East West Fest – Jour 3

Pour ouvrir la troisième et dernière journée du East West Fest, les organisateurs ont choisi un groupe qui commence à se faire connaitre dans la région. Au travers de leurs collaborations (notamment avec Klang!), Da'wa a su affiner son style. Leur néo-métal emmené par deux chanteurs est puissant mais ne manque pas pour autant de mélodie. Cette formation enchaîne parfaitement les passages calmes avec les plus énervés. Même si les voix sont complètement différentes, on sent parfois des influences comme Mass Hysteria, au travers des mélodies de guitares qui se dégagent sur un fond lourd et saturé, voix mélodiques en arrière plan. Scéniquement Da'Wa assure, comme musicalement d'ailleurs. Ce groupe n'en est qu'à ses débuts. On en entendra encore sûrement parler !

Autre pointure du métal nordiste, Cross 9. Originale dans leur formation comme dans leur musique, cross 9 croise plusieurs influences, comme le métal, le hardcore, le death ou encore le black métal. Les chants se déchaînent sur un fond instrumental des plus dynamiques. Le résultat est une musique hybride étonnante, l'alchimie prend parfaitement et leur présence scénique est comme la cerise sur le gâteau, pour achevé tout un concept entre puissance et douceur (enfin faut avouer que ça penche quand même plus vers la puissance que la douceur).

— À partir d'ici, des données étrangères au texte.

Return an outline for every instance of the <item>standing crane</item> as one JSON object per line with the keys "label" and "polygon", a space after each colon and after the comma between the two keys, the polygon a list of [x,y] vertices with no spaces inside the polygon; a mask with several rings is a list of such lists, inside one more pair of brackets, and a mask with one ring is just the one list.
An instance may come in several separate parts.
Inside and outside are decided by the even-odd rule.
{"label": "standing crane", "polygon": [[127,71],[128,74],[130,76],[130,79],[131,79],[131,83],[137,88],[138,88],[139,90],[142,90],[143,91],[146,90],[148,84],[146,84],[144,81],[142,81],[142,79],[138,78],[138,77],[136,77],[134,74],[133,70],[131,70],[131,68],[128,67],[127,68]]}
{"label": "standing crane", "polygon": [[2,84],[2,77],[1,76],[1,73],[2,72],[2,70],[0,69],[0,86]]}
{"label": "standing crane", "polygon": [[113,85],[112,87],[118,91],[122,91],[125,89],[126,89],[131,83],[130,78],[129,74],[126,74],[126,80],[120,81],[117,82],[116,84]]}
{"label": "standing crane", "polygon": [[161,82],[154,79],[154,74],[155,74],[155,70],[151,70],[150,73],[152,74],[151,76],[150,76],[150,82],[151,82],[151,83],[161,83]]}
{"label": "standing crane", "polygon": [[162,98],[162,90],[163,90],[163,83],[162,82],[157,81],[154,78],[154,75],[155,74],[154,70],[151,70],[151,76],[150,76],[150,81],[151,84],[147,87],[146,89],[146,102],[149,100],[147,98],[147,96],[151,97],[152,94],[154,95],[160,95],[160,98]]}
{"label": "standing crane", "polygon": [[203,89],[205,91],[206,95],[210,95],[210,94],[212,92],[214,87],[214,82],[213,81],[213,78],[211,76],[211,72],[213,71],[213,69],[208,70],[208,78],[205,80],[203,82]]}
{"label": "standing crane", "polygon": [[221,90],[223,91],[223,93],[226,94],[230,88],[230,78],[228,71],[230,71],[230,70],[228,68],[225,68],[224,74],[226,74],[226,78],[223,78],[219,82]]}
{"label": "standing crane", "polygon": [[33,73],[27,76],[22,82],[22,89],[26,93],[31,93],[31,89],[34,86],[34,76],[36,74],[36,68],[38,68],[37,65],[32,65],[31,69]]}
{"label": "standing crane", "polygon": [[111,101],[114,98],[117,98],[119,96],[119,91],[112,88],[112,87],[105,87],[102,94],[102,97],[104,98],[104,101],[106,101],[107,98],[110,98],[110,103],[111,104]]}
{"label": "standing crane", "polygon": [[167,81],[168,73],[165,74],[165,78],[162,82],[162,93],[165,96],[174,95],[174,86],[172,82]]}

Si Cross 9 a sa part d'originalité, que dire de Myrrhe ! Révélation de cette année en se qui concerne la scène régionale, Myrrhe parie sur un concept sortant complètement de l'ordinaire, un peu à la Apocalyptica, et ça marche. Leur musique est enchanteresse et ne manque pas d'énergie. Le mariage des cordes et de la formation d'un groupe de rock classique se fait à merveille. Leur concept ne souffre d'aucune faiblesse mais n'en est qu'aux débuts, à eux de bien l'exploiter afin d'en tirer le meilleur et pourquoi pas de se hisser au plus haut niveau. Tout est possible, à eux de bien jouer le coup. A découvrir en tout cas. Des groupes roumains, dirty shirt est le plus original. Leur musique prend des éléments dans plusieurs styles de musique comme l'électro et le funk, pour un résultat final métissé. Leur métal se démarque des autres groupes et le public apprécie. Le courant passe et les roumains reprennent en cœur les refrains. Personnellement, Dirty Shirt est le seul groupe roumain que j'ai véritablement aimé. Ils donnent tous se qu'ils ont sur scène pour un set
passionné, qui laisse primer l'intensité du moment. A découvrir, et sur scène si possible !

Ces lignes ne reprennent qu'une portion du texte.